Each respondent who finishes the first-wave questionnaire in Taiwan is assigned a unique serial number with seven digits. This serial number is tied to the respondent throughout all the waves. Researchers can use the serial number to merge the data of the same respondents across waves, or to merge the data of the main respondents and child respondents who are from the same households.

Numbering of Respondent’s Serial Number in Taiwan Survey

A serial number assigned for a respondent in the Taiwan survey is composed of seven digits.

The first three digits indicate the geographical code of the region where the main respondent resides at the time of the first-wave survey. The respondent might or might not reside in the same region in the subsequent waves of survey.

The fourth digit of the serial number indicates the type of the respondent. If the digit is 0, it indicates that the respondent is from the first two groups of main respondents, with their first-wave data collected in 1999 or 2000. These respondents can be further distinguished with the help of the second digit: if the second digit is 0, then the respondent is from the main sample who were first interviewed in 1999; if the second digit is larger than 0, then the respondent is from the main sample first interviewed in 2000. If the fourth digit is 1, it means the respondent belongs to the group of the main sample who were first interviewed in 2003; if the digit is 2 or 3, it means the respondent was first interviewed in 2009; if the digit is 4, it means the respondent was first interviewed in 2016.

The fifth and sixth digits are a sequence number without special meaning.

The number composed of the first six digits stands for the family serial number of the respondent. Respondents with the same family ID are from the same family. The seventh digit can be used to distinguish different members from the same family. If the respondent belongs to the main sample, the seventh digit is set as 0; if the digit is larger than 0, it means the respondent belongs to the child sample. For a child respondent, the seventh digit doesn’t represent the birth order of respondent in his or her family, but rather the order of being included as a child respondent from the same family.

The serial numbers of some respondents are less than seven digits. This is because the first one or two digits of the serial number are null values.

Numbering of Respondent’s Serial Number in China Survey

The serial number assigned to the respondents in the China survey is composed of five digits. The serial number for the same respondent is intact in different waves of surveys. Researchers can use the serial number to merge panel data for the same respondents.

Data Merging: Merging Multiple Waves of Data for the Same Respondents

In a panel study, a respondent can have multiple observations which are collected in different survey waves. Thus, panel data comprise observations of multiple respondents measured over multiple time periods. If a researcher plans to merge the survey data of the same respondents from different time periods, the researcher can use the serial number to merge data. The merged panel data can be of wide format or long format, which shall be explained in the following.
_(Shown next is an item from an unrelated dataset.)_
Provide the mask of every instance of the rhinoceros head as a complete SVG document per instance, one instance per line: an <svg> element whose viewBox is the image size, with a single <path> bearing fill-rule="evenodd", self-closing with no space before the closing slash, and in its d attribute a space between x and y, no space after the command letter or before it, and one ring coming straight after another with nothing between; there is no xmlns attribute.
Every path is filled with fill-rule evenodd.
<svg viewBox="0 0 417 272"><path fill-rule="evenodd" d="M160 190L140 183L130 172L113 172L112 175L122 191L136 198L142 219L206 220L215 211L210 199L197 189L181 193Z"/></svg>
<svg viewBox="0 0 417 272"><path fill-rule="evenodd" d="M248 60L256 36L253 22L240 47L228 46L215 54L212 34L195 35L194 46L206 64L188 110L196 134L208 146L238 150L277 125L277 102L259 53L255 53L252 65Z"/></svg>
(A) Wide-format Panel Data

In the “wide format,” a respondent’s variables from different time periods are in the same row, which indicates that each row contains information for a distinct respondent.

Data users should carefully note that the variables of each wave of data are named according to the numbering of the corresponding questions in the questionnaire. Thus, two waves of survey data might contain different variables (measures) with the same variable names. When merging data across waves, we suggest the researchers first select the variables in need, then rename these variables. The year of survey should be affixed to the end of the variable name in order to distinguish data collected in different waves of surveys.

Even though the PSFD team has tried its best to keep the options of the same question intact across wave, minor adjustments are unavoidable. To deal with the adjustments of options across waves, researchers should check for changes and harmonize the classification of the selected categorical variables in order to avoid possible errors.

(B) Long-format Panel Data

In the “long format,” each row contains one wave of information for each respondent. So each respondent has one or more rows of data.

To obtain long-format data, the researchers should first harmonize the names and options of the selected variables, then append the data of various years. Before appending data, a new variable indicating the year of survey should be created to avoid confusion of the data sources.

Data Merging: Merging Main Respondents’ and Child Respondents’ Data

For the main respondents and the child respondents from the same family, their data can be identified using the family serial number (the first six digits of the respondent’s serial number).

The data-processing strategies for merging the main respondents’ and child respondents’ data are similar to the approach used in merging panel data, so the detailed procedures are not repeated here.